Given the complex nature of the field, parasitologists work in many different capacities. For example, a medical parasitologist studies parasites that are found in humans. These include common parasites such as lice, fleas, and ticks, as well as more invasive organisms, such as pinworms, which are usually found in the colon, and tapeworms, which result from eating undercooked beef. Medical parasitologists are also concerned with more serious parasitic infections. Ticks may infect humans with Lyme disease, and mosquitoes are not only responsible for the spread of malaria, but viral diseases such as yellow fever and encephalitis, as well.

A medical parasitologist attempts to treat numerous conditions by performing research in several fields. Epidemiology, immunology, chemotherapy, and pathology are all areas of interest to the medical parasitologist. Through research, vaccines against certain types of parasites have been developed, and the spread of many parasitic diseases has been considerably slowed.
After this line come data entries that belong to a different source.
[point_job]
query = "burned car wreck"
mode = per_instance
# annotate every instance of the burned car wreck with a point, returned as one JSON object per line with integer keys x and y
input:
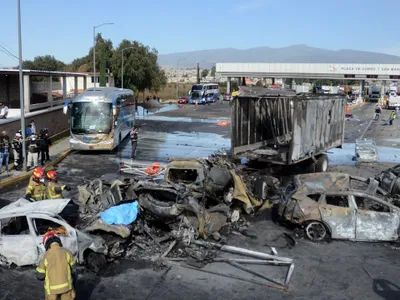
{"x": 23, "y": 224}
{"x": 326, "y": 205}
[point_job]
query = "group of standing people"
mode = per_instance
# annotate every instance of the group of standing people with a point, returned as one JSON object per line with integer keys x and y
{"x": 37, "y": 146}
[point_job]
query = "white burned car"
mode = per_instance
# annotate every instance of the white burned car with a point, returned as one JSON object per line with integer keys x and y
{"x": 325, "y": 204}
{"x": 23, "y": 224}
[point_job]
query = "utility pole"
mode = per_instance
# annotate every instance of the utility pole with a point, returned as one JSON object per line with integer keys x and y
{"x": 21, "y": 88}
{"x": 94, "y": 50}
{"x": 198, "y": 73}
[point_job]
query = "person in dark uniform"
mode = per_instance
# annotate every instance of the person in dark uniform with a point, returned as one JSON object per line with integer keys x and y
{"x": 45, "y": 142}
{"x": 134, "y": 138}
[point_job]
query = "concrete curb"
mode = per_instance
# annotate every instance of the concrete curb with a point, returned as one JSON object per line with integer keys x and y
{"x": 13, "y": 180}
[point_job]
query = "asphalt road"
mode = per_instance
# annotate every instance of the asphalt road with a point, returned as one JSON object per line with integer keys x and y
{"x": 335, "y": 270}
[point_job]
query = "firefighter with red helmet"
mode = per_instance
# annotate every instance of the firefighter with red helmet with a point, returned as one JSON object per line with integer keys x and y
{"x": 54, "y": 189}
{"x": 36, "y": 189}
{"x": 57, "y": 269}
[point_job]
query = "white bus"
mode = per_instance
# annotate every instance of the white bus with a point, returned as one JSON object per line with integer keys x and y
{"x": 204, "y": 93}
{"x": 101, "y": 118}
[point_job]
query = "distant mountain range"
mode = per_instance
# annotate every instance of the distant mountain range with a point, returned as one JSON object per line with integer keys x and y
{"x": 291, "y": 54}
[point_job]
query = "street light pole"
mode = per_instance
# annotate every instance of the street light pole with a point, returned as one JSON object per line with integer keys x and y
{"x": 122, "y": 66}
{"x": 177, "y": 78}
{"x": 21, "y": 88}
{"x": 94, "y": 50}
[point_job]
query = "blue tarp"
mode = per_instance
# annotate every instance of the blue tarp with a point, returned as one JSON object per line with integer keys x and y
{"x": 123, "y": 214}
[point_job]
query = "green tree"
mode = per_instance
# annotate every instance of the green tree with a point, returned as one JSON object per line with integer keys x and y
{"x": 102, "y": 70}
{"x": 141, "y": 70}
{"x": 46, "y": 62}
{"x": 204, "y": 73}
{"x": 213, "y": 69}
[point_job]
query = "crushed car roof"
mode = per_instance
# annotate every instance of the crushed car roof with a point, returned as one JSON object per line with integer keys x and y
{"x": 25, "y": 207}
{"x": 322, "y": 182}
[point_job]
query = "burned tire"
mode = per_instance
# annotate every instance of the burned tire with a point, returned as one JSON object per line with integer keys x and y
{"x": 322, "y": 163}
{"x": 95, "y": 261}
{"x": 316, "y": 231}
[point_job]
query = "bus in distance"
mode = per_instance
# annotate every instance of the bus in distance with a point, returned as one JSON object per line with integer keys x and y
{"x": 100, "y": 118}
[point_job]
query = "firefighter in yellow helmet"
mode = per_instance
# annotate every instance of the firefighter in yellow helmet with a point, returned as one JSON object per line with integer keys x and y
{"x": 57, "y": 269}
{"x": 36, "y": 189}
{"x": 54, "y": 189}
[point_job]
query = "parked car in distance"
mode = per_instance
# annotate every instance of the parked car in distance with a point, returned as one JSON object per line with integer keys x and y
{"x": 183, "y": 100}
{"x": 325, "y": 204}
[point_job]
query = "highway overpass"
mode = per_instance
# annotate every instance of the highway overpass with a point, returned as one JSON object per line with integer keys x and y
{"x": 361, "y": 72}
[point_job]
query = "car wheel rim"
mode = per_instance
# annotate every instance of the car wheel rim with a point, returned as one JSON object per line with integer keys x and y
{"x": 316, "y": 231}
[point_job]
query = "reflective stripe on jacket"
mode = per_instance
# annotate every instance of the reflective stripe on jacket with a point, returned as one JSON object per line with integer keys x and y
{"x": 36, "y": 189}
{"x": 54, "y": 190}
{"x": 57, "y": 264}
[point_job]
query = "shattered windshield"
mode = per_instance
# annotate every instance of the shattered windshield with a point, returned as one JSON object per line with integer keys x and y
{"x": 91, "y": 117}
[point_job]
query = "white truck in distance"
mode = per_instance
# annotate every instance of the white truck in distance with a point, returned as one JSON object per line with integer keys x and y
{"x": 394, "y": 98}
{"x": 374, "y": 93}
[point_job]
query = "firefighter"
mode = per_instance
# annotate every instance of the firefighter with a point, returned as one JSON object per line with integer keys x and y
{"x": 17, "y": 149}
{"x": 57, "y": 269}
{"x": 134, "y": 138}
{"x": 45, "y": 142}
{"x": 36, "y": 189}
{"x": 33, "y": 151}
{"x": 54, "y": 189}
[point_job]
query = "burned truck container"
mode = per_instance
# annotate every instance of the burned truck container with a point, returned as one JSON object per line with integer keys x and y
{"x": 283, "y": 128}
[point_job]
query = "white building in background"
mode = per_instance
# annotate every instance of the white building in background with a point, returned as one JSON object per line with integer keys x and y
{"x": 70, "y": 81}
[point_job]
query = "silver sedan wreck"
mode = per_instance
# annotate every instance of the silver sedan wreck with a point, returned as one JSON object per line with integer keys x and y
{"x": 23, "y": 224}
{"x": 324, "y": 204}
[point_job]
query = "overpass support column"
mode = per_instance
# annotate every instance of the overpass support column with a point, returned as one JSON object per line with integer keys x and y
{"x": 64, "y": 88}
{"x": 76, "y": 85}
{"x": 291, "y": 81}
{"x": 50, "y": 91}
{"x": 27, "y": 93}
{"x": 383, "y": 89}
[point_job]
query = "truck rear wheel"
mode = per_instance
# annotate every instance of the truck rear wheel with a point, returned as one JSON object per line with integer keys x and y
{"x": 322, "y": 163}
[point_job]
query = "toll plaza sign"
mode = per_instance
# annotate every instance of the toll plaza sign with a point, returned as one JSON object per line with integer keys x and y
{"x": 364, "y": 69}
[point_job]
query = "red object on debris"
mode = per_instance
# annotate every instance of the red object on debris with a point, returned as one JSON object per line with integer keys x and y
{"x": 223, "y": 123}
{"x": 154, "y": 169}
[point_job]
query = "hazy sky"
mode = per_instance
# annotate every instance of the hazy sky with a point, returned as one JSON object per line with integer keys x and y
{"x": 64, "y": 28}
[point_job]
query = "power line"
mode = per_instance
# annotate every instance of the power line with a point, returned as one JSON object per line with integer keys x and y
{"x": 4, "y": 50}
{"x": 9, "y": 48}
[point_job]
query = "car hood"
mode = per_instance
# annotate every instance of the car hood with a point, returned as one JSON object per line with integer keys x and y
{"x": 24, "y": 207}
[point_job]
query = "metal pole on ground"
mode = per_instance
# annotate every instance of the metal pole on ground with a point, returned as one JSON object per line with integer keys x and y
{"x": 21, "y": 88}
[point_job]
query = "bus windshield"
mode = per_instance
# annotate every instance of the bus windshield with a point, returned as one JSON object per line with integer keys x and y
{"x": 91, "y": 117}
{"x": 197, "y": 87}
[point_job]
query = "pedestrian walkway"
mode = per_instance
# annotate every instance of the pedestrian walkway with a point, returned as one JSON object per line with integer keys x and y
{"x": 58, "y": 151}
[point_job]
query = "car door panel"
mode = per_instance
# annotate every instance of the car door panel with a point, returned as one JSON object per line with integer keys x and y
{"x": 341, "y": 220}
{"x": 18, "y": 249}
{"x": 377, "y": 226}
{"x": 69, "y": 240}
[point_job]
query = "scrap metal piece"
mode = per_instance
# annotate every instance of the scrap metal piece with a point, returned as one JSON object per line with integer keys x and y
{"x": 366, "y": 150}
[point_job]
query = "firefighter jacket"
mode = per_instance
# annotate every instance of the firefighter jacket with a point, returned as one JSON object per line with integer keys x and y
{"x": 54, "y": 190}
{"x": 37, "y": 190}
{"x": 56, "y": 268}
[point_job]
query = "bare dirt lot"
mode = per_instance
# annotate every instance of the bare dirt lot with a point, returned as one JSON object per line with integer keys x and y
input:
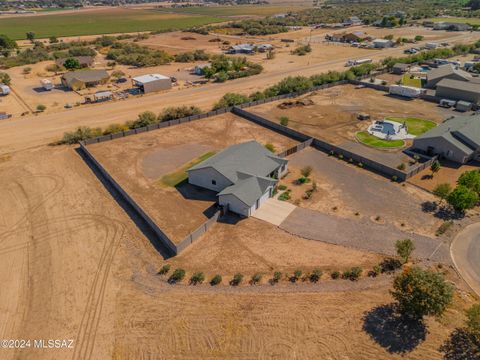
{"x": 147, "y": 157}
{"x": 332, "y": 115}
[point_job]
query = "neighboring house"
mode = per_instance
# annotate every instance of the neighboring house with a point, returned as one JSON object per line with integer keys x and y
{"x": 457, "y": 139}
{"x": 84, "y": 61}
{"x": 352, "y": 21}
{"x": 451, "y": 26}
{"x": 152, "y": 83}
{"x": 447, "y": 71}
{"x": 244, "y": 176}
{"x": 459, "y": 90}
{"x": 242, "y": 49}
{"x": 399, "y": 69}
{"x": 382, "y": 43}
{"x": 81, "y": 79}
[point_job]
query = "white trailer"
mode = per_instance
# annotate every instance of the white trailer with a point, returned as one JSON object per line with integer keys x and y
{"x": 358, "y": 62}
{"x": 405, "y": 91}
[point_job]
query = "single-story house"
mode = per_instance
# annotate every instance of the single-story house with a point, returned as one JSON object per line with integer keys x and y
{"x": 457, "y": 139}
{"x": 400, "y": 68}
{"x": 382, "y": 43}
{"x": 4, "y": 89}
{"x": 459, "y": 90}
{"x": 84, "y": 61}
{"x": 152, "y": 83}
{"x": 243, "y": 175}
{"x": 81, "y": 79}
{"x": 447, "y": 71}
{"x": 242, "y": 49}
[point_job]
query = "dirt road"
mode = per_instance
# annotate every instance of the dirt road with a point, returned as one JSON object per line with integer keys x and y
{"x": 21, "y": 133}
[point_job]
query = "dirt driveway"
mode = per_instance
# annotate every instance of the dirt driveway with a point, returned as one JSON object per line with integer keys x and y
{"x": 361, "y": 234}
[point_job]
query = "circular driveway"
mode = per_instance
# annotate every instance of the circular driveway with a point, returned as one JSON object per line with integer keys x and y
{"x": 465, "y": 252}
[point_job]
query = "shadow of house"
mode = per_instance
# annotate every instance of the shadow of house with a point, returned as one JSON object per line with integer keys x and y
{"x": 392, "y": 331}
{"x": 461, "y": 346}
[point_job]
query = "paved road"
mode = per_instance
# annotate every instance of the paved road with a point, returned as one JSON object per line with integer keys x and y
{"x": 31, "y": 131}
{"x": 361, "y": 234}
{"x": 465, "y": 252}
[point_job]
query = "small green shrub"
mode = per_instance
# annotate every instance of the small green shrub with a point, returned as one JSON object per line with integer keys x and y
{"x": 177, "y": 276}
{"x": 164, "y": 269}
{"x": 237, "y": 279}
{"x": 256, "y": 278}
{"x": 217, "y": 279}
{"x": 315, "y": 275}
{"x": 197, "y": 278}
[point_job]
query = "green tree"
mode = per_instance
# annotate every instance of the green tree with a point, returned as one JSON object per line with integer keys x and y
{"x": 421, "y": 292}
{"x": 471, "y": 180}
{"x": 462, "y": 198}
{"x": 71, "y": 64}
{"x": 435, "y": 167}
{"x": 442, "y": 191}
{"x": 30, "y": 36}
{"x": 473, "y": 320}
{"x": 404, "y": 249}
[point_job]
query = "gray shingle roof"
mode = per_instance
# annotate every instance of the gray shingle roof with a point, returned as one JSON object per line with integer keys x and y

Parasitologists may also work in the veterinary field, studying parasites that attack animals. These include farm animals that are raised for food or work, as well as domesticated animals that are kept as pets. In addition, a veterinary parasitologist may also study the parasites that are found in wildlife.
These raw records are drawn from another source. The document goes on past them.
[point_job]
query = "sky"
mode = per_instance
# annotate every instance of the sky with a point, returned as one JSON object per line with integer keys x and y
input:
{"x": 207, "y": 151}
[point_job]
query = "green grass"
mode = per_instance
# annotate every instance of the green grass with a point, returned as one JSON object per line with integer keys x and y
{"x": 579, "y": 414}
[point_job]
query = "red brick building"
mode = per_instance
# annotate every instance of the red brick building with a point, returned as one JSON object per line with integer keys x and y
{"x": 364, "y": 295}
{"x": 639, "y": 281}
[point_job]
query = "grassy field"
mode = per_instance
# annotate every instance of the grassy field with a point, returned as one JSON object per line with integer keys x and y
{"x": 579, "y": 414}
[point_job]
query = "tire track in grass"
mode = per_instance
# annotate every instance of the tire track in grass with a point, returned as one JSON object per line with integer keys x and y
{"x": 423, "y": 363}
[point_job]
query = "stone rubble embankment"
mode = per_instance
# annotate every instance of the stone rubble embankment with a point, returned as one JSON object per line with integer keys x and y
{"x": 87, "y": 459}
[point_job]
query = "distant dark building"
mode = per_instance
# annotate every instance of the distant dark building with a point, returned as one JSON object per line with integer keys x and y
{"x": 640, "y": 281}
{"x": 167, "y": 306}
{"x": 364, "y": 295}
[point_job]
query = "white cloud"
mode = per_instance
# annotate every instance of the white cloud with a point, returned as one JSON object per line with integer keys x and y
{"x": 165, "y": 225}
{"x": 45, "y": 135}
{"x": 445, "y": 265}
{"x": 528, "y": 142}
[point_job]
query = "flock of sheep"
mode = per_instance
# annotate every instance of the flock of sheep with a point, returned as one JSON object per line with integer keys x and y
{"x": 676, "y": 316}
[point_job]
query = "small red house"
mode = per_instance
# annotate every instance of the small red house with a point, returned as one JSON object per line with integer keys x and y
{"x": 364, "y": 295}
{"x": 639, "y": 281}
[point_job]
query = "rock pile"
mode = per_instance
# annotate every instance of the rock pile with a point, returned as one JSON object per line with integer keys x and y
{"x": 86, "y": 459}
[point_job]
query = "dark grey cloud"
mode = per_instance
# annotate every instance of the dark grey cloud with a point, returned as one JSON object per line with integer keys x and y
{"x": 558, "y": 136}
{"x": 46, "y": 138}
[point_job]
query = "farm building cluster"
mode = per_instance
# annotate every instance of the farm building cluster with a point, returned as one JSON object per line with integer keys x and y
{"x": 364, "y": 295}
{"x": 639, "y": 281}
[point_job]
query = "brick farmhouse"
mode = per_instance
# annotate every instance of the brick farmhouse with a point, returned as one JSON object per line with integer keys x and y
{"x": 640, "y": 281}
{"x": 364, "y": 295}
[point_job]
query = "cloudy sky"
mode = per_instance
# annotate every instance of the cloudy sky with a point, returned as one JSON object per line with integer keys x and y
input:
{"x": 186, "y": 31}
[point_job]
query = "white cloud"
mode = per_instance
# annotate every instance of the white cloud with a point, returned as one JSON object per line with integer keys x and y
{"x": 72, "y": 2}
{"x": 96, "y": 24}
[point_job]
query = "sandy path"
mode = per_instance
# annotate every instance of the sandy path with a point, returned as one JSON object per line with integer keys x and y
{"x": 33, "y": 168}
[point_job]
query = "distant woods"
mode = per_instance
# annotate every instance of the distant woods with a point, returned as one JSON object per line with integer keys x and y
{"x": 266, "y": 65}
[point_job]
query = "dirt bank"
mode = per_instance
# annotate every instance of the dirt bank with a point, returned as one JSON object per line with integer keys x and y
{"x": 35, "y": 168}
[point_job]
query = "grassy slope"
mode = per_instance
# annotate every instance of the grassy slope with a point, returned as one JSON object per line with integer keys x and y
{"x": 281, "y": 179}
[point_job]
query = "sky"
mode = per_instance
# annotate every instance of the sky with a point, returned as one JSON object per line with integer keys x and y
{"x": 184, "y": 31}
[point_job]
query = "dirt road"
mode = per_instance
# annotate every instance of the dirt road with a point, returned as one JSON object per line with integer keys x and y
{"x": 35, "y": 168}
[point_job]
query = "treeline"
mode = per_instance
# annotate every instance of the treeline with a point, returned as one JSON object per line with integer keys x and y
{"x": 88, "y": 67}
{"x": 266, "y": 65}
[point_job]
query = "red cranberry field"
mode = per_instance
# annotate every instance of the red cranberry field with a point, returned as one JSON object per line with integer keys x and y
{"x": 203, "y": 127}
Common veterinary parasites include fleas, ticks, mites, mange, and various worms. Heartworms are probably the best known parasites among pet owners, as heartworms can infect both dogs and cats. Veterinary parasitologists are often employed by pharmaceutical companies where they research therapies and vaccines that may eradicate parasites in animals. Since some parasites may be passed from animal to human, veterinary parasitologists can also play a role in public health issues.
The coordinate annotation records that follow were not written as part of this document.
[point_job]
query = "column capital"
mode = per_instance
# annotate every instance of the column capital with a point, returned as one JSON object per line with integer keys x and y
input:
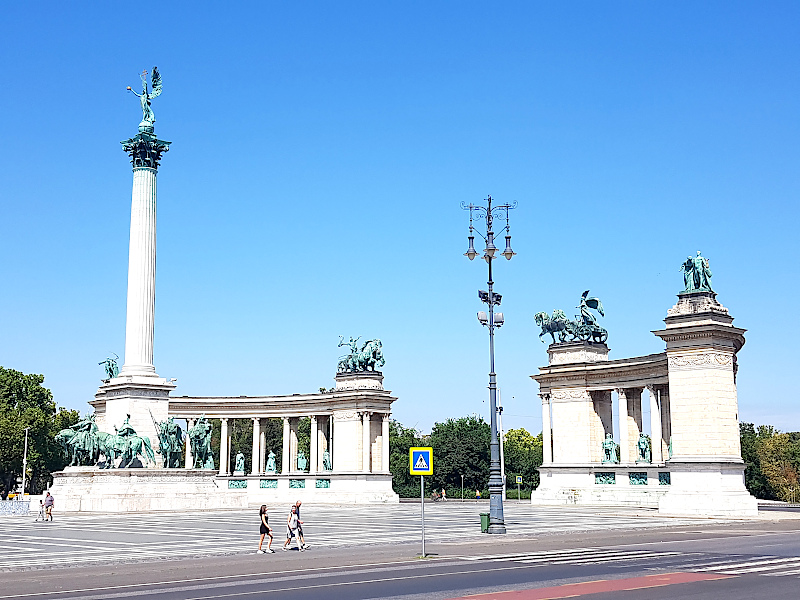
{"x": 145, "y": 150}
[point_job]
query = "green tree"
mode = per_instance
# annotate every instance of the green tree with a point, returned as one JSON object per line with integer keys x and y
{"x": 754, "y": 478}
{"x": 24, "y": 402}
{"x": 400, "y": 440}
{"x": 461, "y": 447}
{"x": 523, "y": 455}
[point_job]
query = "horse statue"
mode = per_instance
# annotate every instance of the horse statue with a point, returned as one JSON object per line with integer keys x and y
{"x": 371, "y": 355}
{"x": 558, "y": 323}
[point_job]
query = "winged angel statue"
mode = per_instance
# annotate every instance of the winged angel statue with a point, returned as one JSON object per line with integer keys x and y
{"x": 148, "y": 117}
{"x": 584, "y": 328}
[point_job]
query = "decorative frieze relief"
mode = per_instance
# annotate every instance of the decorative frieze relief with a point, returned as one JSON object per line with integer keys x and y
{"x": 706, "y": 359}
{"x": 570, "y": 395}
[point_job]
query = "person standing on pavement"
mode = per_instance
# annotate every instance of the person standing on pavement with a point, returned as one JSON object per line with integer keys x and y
{"x": 291, "y": 523}
{"x": 302, "y": 538}
{"x": 49, "y": 502}
{"x": 265, "y": 530}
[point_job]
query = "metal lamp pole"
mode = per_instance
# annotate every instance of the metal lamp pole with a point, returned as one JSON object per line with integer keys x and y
{"x": 24, "y": 463}
{"x": 492, "y": 321}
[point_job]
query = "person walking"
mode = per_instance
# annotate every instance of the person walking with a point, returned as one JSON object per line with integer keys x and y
{"x": 302, "y": 538}
{"x": 49, "y": 502}
{"x": 265, "y": 530}
{"x": 291, "y": 523}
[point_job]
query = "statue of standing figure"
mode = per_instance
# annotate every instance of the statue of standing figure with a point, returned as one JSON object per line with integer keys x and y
{"x": 271, "y": 462}
{"x": 643, "y": 445}
{"x": 610, "y": 450}
{"x": 302, "y": 461}
{"x": 170, "y": 437}
{"x": 696, "y": 274}
{"x": 200, "y": 441}
{"x": 326, "y": 461}
{"x": 110, "y": 365}
{"x": 239, "y": 464}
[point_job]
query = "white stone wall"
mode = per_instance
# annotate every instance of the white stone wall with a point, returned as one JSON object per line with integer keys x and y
{"x": 703, "y": 404}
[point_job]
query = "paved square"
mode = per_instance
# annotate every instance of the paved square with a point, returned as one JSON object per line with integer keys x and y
{"x": 86, "y": 539}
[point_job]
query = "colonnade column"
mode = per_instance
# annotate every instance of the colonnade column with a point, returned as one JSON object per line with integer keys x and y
{"x": 255, "y": 456}
{"x": 285, "y": 460}
{"x": 189, "y": 458}
{"x": 223, "y": 447}
{"x": 314, "y": 435}
{"x": 655, "y": 425}
{"x": 365, "y": 444}
{"x": 547, "y": 444}
{"x": 385, "y": 443}
{"x": 262, "y": 447}
{"x": 622, "y": 422}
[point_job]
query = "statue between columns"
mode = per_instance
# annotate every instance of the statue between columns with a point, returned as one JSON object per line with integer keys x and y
{"x": 643, "y": 446}
{"x": 200, "y": 441}
{"x": 610, "y": 450}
Some parasitologists also work in the field of agriculture. They help farmers protect crops and plants from destructive parasites. An agricultural parasitolgoist may also research the possible use of parasites as a means of fighting insects that would also attack crops.

For a career as a parasitologist, an undergraduate degree in biology or chemistry is usually required, though many parasitologists have a Bachelor of Science in microbiology. A master’s degree or PhD, however, typically is necessary for senior research positions in parasitology. If a career in medical parasitology is desired, a medical degree may also be required.